ティアは身構え、ナタリアは緊張の面持ち。
「じゃあやっぱり、さっき聞こえてた騒ぎって…」
アッシュがナタリアに怒った後、女性のみが残されたテントの中ではそれなりの緊張感が残っていたのに違いないが、思わぬ客の登場によってそれもすっかり消えてしまったようである。
「これだけ狭い所に雑魚寝というのは少々苦しいですからね。人数が増えたついでに、私たちは町の外に出ることにします」
「え?」
顔を見合わせたのはティア達だけではなかった。
「ジェイド…どういうことだ?」
ルークがアッシュの肩越しに声をかけると、ジェイドはさっとディストを指す。
「これが陸艦で来ているはずです。
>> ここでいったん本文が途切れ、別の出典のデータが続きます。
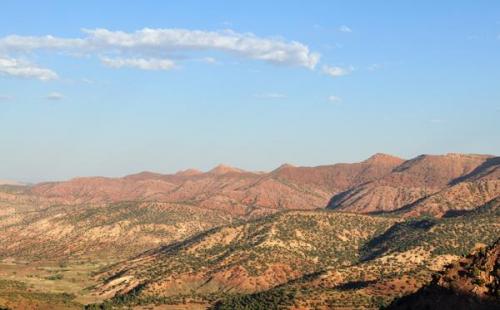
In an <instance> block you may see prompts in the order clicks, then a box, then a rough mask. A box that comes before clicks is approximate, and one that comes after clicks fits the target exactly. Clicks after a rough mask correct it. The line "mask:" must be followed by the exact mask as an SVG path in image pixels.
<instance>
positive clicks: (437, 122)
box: [430, 118, 445, 124]
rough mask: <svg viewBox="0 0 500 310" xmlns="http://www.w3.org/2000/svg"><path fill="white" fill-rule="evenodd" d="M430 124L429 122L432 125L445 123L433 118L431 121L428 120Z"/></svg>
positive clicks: (440, 119)
mask: <svg viewBox="0 0 500 310" xmlns="http://www.w3.org/2000/svg"><path fill="white" fill-rule="evenodd" d="M430 122H431V123H432V124H442V123H444V122H445V120H443V119H440V118H434V119H431V120H430Z"/></svg>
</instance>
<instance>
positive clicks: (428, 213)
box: [0, 154, 500, 309]
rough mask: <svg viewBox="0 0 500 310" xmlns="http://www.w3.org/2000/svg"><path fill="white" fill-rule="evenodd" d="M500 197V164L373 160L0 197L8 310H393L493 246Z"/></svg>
mask: <svg viewBox="0 0 500 310" xmlns="http://www.w3.org/2000/svg"><path fill="white" fill-rule="evenodd" d="M499 182H500V160H499V157H493V156H486V155H461V154H447V155H440V156H436V155H422V156H418V157H416V158H414V159H411V160H403V159H400V158H397V157H393V156H390V155H384V154H376V155H374V156H372V157H370V158H369V159H367V160H365V161H362V162H360V163H353V164H335V165H327V166H319V167H294V166H291V165H283V166H281V167H279V168H277V169H276V170H274V171H271V172H269V173H260V172H259V173H254V172H248V171H243V170H241V169H237V168H232V167H227V166H218V167H216V168H214V169H212V170H211V171H208V172H200V171H196V170H186V171H181V172H178V173H176V174H171V175H163V174H157V173H150V172H144V173H139V174H135V175H129V176H126V177H123V178H101V177H96V178H77V179H73V180H70V181H65V182H51V183H42V184H36V185H29V186H23V185H15V184H4V185H0V249H1V250H0V281H3V280H2V279H6V281H11V282H5V285H4V286H2V285H0V307H2V306H3V307H5V305H8V306H9V307H10V308H14V309H25V308H30V307H31V305H39V306H40V307H41V308H40V307H39V308H40V309H45V308H47V305H48V304H50V301H51V300H53V301H54V303H57V305H58V307H59V308H61V309H65V308H75V307H76V308H78V307H80V306H81V305H82V304H91V306H89V307H90V308H92V307H94V308H95V307H97V308H101V307H118V308H120V307H122V306H124V307H129V306H132V307H139V308H140V307H142V305H148V307H151V305H153V304H162V307H167V309H168V307H177V308H179V307H181V308H188V309H189V308H207V307H215V308H220V309H240V308H243V309H246V308H248V307H247V306H248V305H250V306H251V307H254V308H265V309H276V308H280V309H282V308H291V309H331V308H340V309H343V308H347V309H352V308H356V309H357V308H369V309H370V308H378V307H380V306H386V305H388V304H389V303H390V302H392V301H393V300H394V299H396V298H399V297H401V296H404V295H408V294H412V293H415V292H416V291H418V290H419V288H421V287H423V286H424V285H426V284H428V283H429V282H430V281H431V275H432V274H433V273H434V272H435V271H437V270H440V269H441V268H442V267H443V266H444V265H445V264H448V263H450V262H453V261H454V260H456V259H458V258H459V256H460V255H464V254H466V253H468V252H469V251H470V250H471V249H472V248H474V247H476V246H478V245H479V244H486V243H491V242H494V241H495V240H496V239H497V238H498V236H499V235H500V227H499V225H500V224H499V223H500V219H499V205H500V184H499ZM325 208H326V209H325ZM12 281H14V282H12ZM16 281H17V282H16ZM19 281H20V282H19ZM0 284H1V283H0ZM8 296H20V297H19V299H16V300H22V302H21V301H20V302H19V304H20V305H23V306H20V307H16V306H15V305H16V301H15V300H13V299H12V298H8ZM2 298H3V299H2ZM16 298H17V297H16ZM23 307H24V308H23ZM44 307H45V308H44Z"/></svg>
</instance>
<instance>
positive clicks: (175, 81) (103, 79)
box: [0, 1, 500, 182]
mask: <svg viewBox="0 0 500 310" xmlns="http://www.w3.org/2000/svg"><path fill="white" fill-rule="evenodd" d="M3 9H4V12H8V14H4V15H5V16H3V18H2V19H1V20H0V130H1V132H2V134H1V135H0V160H1V162H2V165H0V179H8V180H17V181H22V182H40V181H54V180H65V179H70V178H73V177H78V176H107V177H117V176H123V175H128V174H133V173H137V172H141V171H153V172H159V173H174V172H176V171H179V170H183V169H188V168H196V169H200V170H203V171H206V170H209V169H211V168H213V167H214V166H216V165H218V164H220V163H222V164H226V165H230V166H234V167H238V168H242V169H245V170H251V171H269V170H272V169H275V168H277V167H278V166H280V165H281V164H283V163H291V164H293V165H297V166H318V165H325V164H334V163H339V162H357V161H361V160H364V159H366V158H368V157H369V156H371V155H373V154H375V153H378V152H382V153H386V154H391V155H394V156H398V157H402V158H405V159H408V158H412V157H415V156H417V155H420V154H445V153H479V154H491V155H497V156H498V155H499V154H500V143H499V141H500V135H499V134H500V122H499V121H498V119H499V117H500V88H499V87H498V85H497V84H498V82H495V81H499V80H500V70H499V69H500V57H499V51H500V14H499V12H500V10H499V9H500V3H498V2H494V1H482V2H478V3H453V5H449V4H446V3H436V2H433V1H421V2H419V3H411V4H410V3H402V2H398V3H392V4H391V6H390V10H388V8H387V5H380V4H377V3H375V2H373V3H365V2H350V3H342V2H338V1H335V2H333V1H329V2H321V1H317V2H312V3H311V4H310V5H309V6H307V7H303V6H301V5H299V4H294V3H289V2H281V1H278V2H274V3H272V4H268V3H266V2H263V1H257V2H252V3H245V4H241V3H238V4H234V3H230V4H228V3H224V2H222V1H220V2H217V1H215V2H213V1H212V2H211V3H197V2H195V1H187V2H182V3H178V4H174V3H162V4H156V3H153V2H149V3H136V4H131V3H122V2H119V1H109V2H107V3H100V2H97V1H87V2H85V3H78V4H77V3H65V2H63V1H52V2H50V3H43V4H42V3H33V4H29V5H27V4H20V3H14V2H11V3H5V4H3ZM39 16H44V18H43V19H40V18H39ZM443 16H446V18H443Z"/></svg>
少々やりたいことがありますので、アッシュとルークもお借りしますよ」
「な、なぜそれを…」
「あなたが何の準備もせず砂漠を突っ切ってくるはずがないでしょう」
ジェイドの言葉にディストが絶句していると、足元から声がした。
「ミュウも行くですの…」
その声はふわふわとしていかにも眠そうで、実際目は半分閉じられている。
「ミュウ、あなたはここに残ってください」
「いやですの!ご主人さまと一緒に行くですの」
「ジェイド、連れていったらだめなのか?」
ルークがミュウを抱き上げると、離れるまいとその腕にしがみつく。
「ミュウ自体はかまわないのですがねぇ…」
視線が向けられているのはミュウが身につけているソーサラーリングだった。
「これからやろうとしていることは、あまり他の――――第七音素以外の音素に影響を与えられない状態で行いたいのです。ミュウのこのリングは少々邪魔です」
「みゅうぅ…」
しおしおと耳を下げ、うなだれるミュウにジェイドはそっと手を置く。
「ルークのためと思って、一晩だけわがままを聞いてください。その代り、ルークの分もここの警備、お願いしますね」
「は…はいですの!」
「明日の朝にはここに戻ります。詳しいことはその時に」
「わかりました。お気をつけて」
ジェイドに押し出されるようにオアシスの外へ出たルークは、砂の丘としか思っていなかったものの中に陸艦がいると知って目を丸くした。
「ふふふ…木を隠すなら森の中!この見事なカムフラージュには誰も気付けないでしょうっ」
「何か違う気がするな、それ…」
ジェイドが視線で早く船を出せと急かす。
「静かにしていないと、またご近所さんに詰め寄られますよ」
「う…わかりましたよ。わかりましたから、今から何をするのかさっさと教えなさい!」
ブン、という起動音が砂の中から聞こえたかと思うと、強い風が沸き起こる。
「うわっ…っぷ?」
巻き上げられた砂が降り注ぎ、ルークは頭を抱えた。
「後のことまで考えてやらないから、そうなるんです」
冷たく言ったジェイドの視線の先には、その姿を現した陸艦と、砂に埋まってもがくディストがあった。